Put in the work and learn to nurture

Well, it may not be the equal of the great Instagram purge of 2014, but the times they are changing for users of the social juggernaut. In January word began spreading of an algorithm change for Instagram, and it seems it’s finally hitting home for a lot of users, namely influencers.

Being knee-deep in the social media muck for many years has provided me with numerous gifts such as showing me how not to dress like I’ve been shacked up in a cabin for the past 20 years, introducing me to countless hours of cat videos and being able to spot gimmicky, hacky tactics and users of said tactics a mile away.

Let’s boil this down, shall we? If Instagram were capable of expressing it’s deepest desires it would want its users to have a fulfilling human experience through imagery and video.

How?

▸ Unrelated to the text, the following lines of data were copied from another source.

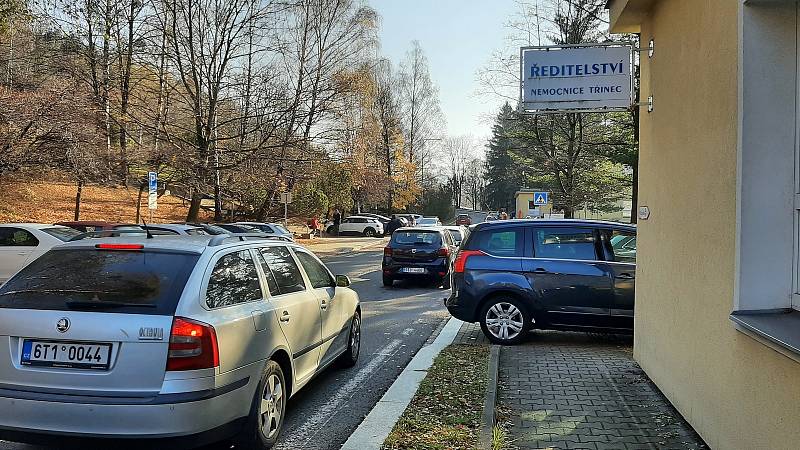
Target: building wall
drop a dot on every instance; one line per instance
(735, 391)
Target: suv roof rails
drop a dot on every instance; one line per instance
(220, 238)
(108, 233)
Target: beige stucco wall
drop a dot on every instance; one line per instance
(736, 392)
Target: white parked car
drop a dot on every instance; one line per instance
(357, 225)
(21, 243)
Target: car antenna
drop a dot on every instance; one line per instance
(146, 230)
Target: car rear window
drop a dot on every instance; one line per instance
(62, 233)
(417, 238)
(497, 241)
(100, 280)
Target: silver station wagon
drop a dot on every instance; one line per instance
(183, 340)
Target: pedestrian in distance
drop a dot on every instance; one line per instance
(337, 219)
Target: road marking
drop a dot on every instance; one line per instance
(325, 413)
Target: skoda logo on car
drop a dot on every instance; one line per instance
(62, 325)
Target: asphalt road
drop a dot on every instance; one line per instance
(396, 323)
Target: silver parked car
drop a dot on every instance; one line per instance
(189, 338)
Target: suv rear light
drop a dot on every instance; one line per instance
(192, 346)
(119, 246)
(461, 259)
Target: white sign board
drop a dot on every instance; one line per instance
(576, 78)
(152, 195)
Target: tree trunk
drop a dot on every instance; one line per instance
(194, 207)
(635, 194)
(217, 197)
(78, 200)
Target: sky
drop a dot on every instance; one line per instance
(458, 37)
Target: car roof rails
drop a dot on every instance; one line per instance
(107, 233)
(221, 238)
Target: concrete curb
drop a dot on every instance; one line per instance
(488, 417)
(380, 421)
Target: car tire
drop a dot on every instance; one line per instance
(263, 426)
(505, 320)
(350, 357)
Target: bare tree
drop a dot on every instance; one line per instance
(419, 99)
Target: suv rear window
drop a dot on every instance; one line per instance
(498, 241)
(417, 238)
(106, 281)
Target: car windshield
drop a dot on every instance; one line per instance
(62, 233)
(416, 238)
(118, 281)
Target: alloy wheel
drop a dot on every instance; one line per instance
(271, 406)
(355, 337)
(504, 321)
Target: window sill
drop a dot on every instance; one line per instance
(778, 329)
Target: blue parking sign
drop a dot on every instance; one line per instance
(152, 179)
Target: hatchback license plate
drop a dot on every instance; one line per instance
(73, 355)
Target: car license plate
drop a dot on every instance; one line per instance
(73, 355)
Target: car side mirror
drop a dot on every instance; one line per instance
(342, 281)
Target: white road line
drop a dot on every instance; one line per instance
(316, 422)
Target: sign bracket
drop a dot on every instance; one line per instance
(648, 103)
(651, 48)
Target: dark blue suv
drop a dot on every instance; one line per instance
(516, 275)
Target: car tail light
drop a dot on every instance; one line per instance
(461, 259)
(192, 345)
(119, 246)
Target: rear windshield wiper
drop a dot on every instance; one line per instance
(98, 305)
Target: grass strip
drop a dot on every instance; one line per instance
(446, 411)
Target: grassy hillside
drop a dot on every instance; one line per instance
(50, 202)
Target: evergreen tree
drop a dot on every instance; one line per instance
(503, 179)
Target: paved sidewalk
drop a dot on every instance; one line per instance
(577, 390)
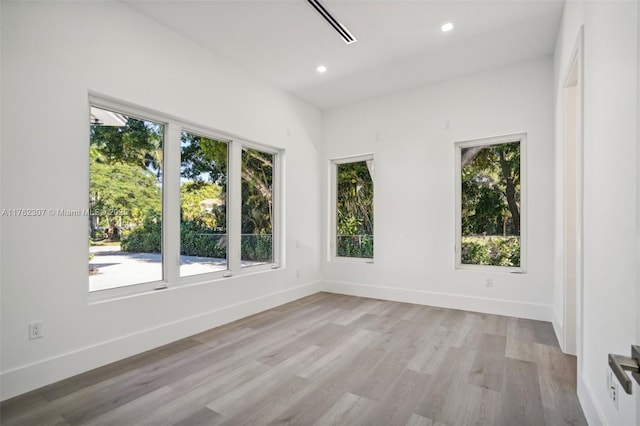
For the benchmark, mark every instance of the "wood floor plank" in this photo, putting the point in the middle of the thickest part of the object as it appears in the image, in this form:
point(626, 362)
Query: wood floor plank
point(521, 401)
point(328, 359)
point(350, 409)
point(202, 417)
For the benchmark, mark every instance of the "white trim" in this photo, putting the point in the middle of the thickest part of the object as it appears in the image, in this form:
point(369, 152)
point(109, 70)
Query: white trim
point(572, 303)
point(592, 411)
point(494, 140)
point(333, 221)
point(35, 375)
point(557, 328)
point(504, 307)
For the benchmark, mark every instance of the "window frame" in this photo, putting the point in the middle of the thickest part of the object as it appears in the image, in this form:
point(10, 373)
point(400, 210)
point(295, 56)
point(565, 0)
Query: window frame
point(333, 207)
point(171, 200)
point(520, 138)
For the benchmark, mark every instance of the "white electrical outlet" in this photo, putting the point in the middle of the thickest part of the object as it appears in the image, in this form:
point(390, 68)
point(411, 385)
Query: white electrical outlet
point(35, 330)
point(612, 387)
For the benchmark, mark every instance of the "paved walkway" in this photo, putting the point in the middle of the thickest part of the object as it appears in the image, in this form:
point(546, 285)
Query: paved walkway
point(116, 268)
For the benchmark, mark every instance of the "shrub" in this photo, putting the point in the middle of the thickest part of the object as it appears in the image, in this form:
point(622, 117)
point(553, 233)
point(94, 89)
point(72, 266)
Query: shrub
point(257, 247)
point(355, 246)
point(196, 239)
point(494, 251)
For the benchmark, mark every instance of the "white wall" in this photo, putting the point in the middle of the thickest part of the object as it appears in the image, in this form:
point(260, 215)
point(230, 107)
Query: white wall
point(52, 55)
point(412, 136)
point(610, 191)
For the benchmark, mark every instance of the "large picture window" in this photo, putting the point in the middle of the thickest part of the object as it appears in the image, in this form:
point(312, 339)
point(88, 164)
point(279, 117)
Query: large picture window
point(491, 209)
point(171, 202)
point(257, 207)
point(353, 208)
point(203, 205)
point(125, 200)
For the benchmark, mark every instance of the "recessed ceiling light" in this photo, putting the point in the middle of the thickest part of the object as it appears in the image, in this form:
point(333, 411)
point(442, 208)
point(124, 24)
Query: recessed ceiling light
point(446, 27)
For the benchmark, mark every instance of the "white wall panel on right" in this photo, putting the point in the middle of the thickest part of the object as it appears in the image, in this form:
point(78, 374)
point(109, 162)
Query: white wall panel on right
point(412, 136)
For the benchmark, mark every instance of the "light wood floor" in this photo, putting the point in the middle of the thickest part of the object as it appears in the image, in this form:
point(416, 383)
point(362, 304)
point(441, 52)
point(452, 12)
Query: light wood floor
point(329, 359)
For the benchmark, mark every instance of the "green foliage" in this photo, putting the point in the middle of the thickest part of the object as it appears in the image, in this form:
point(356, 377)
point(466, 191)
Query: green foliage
point(145, 238)
point(192, 193)
point(491, 205)
point(257, 248)
point(355, 246)
point(354, 204)
point(495, 251)
point(197, 239)
point(257, 192)
point(125, 165)
point(126, 188)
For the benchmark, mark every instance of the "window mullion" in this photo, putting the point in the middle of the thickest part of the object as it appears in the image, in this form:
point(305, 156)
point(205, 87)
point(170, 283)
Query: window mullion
point(234, 206)
point(171, 205)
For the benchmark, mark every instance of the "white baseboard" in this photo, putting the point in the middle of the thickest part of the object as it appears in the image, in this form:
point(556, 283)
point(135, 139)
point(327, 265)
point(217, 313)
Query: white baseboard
point(591, 410)
point(32, 376)
point(453, 301)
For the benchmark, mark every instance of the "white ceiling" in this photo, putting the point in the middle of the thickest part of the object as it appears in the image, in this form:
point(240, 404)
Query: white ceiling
point(400, 44)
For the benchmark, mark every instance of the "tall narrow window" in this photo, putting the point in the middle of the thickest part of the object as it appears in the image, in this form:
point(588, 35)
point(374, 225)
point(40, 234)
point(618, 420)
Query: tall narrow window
point(491, 216)
point(203, 205)
point(257, 207)
point(353, 210)
point(125, 200)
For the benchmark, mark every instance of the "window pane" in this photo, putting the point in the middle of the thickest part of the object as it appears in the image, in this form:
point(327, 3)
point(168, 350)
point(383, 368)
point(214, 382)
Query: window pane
point(125, 200)
point(257, 208)
point(203, 206)
point(354, 209)
point(490, 205)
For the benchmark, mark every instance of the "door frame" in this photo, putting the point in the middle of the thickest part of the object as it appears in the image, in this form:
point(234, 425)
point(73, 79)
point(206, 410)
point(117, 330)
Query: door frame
point(573, 85)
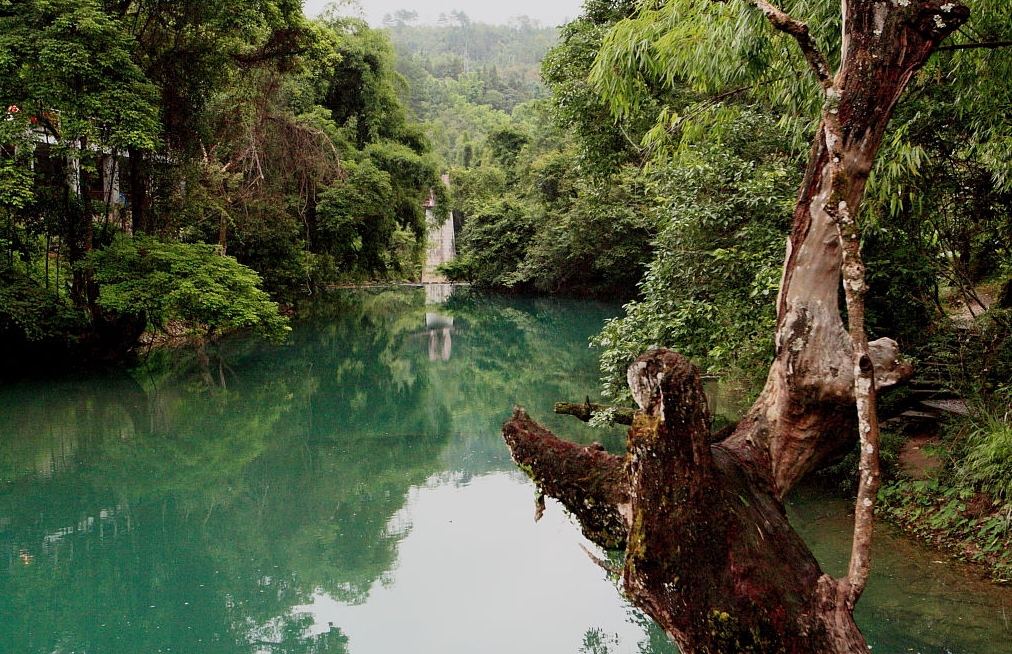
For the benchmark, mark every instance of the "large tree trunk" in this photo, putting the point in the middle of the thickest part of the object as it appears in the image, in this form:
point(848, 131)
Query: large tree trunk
point(708, 552)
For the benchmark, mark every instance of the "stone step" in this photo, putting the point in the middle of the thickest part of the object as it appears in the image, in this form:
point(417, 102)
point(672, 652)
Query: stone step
point(957, 407)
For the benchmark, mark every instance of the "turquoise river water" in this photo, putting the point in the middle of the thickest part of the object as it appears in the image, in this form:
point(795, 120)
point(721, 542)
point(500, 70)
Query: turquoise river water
point(348, 491)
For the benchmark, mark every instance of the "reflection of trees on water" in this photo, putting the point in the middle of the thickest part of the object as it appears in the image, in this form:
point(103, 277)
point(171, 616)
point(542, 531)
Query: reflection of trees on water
point(157, 510)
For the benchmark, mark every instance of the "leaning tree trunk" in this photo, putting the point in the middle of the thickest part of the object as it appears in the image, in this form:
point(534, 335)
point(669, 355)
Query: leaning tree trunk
point(708, 552)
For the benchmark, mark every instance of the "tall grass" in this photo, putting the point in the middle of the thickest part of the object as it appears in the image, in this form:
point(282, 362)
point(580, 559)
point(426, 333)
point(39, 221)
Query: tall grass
point(988, 462)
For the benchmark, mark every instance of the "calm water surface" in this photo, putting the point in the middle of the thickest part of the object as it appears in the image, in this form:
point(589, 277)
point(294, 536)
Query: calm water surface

Less spam, fewer gimmicks, less blatantly half-assed product promotions from influencers, more genuine interaction, more in-the-moment moments, more responsiveness and more thoughtfulness.

Now we rehydrate with some details.

It’s highly speculated that Instagram will now be penalizing users for the following:

Too many #’s

5 or less is optimal
make sure those 5 are relevant to the brand and the image
don’t always use the same #’s
Using banned #’s

https://thepreviewapp.com/list-of-banned-instagram-hashtags-2018/
Editing your posts after the initial publishing

wait 24 hours before doing so
Unresponsiveness

show your commenters some love in 60 minutes or less
No half-assing it

respond to your commenters in a meaningful way, e.g. in 5 or more words
Take caution using Comment Pods

This should be a straight forward and wholly beneficial implementation for brands and influencers alike. These changes come as Instagram moves from a stance of amassing MAUs to creating a place where users spend ungodly amounts of time on their platform.

Now, there will always be people that want to game the system and not put in the hard work and genuinely invest themselves in the profound relationship building possibility on these platforms, but this is a step in the right direction.

I will end with a conceptual and actionable take-away; if you want visibility, take the time and make an effort to earn that visibility. For a health/fitness client, I set up a dashboard on Hootsuite (**FREE**) monitoring posts with location tags of 90 gyms (9 streams with 10 gyms each) and day after day engaged with those that frequented the gym. Boom!

Platforms change, algorithms change but being human is never the wrong strategy.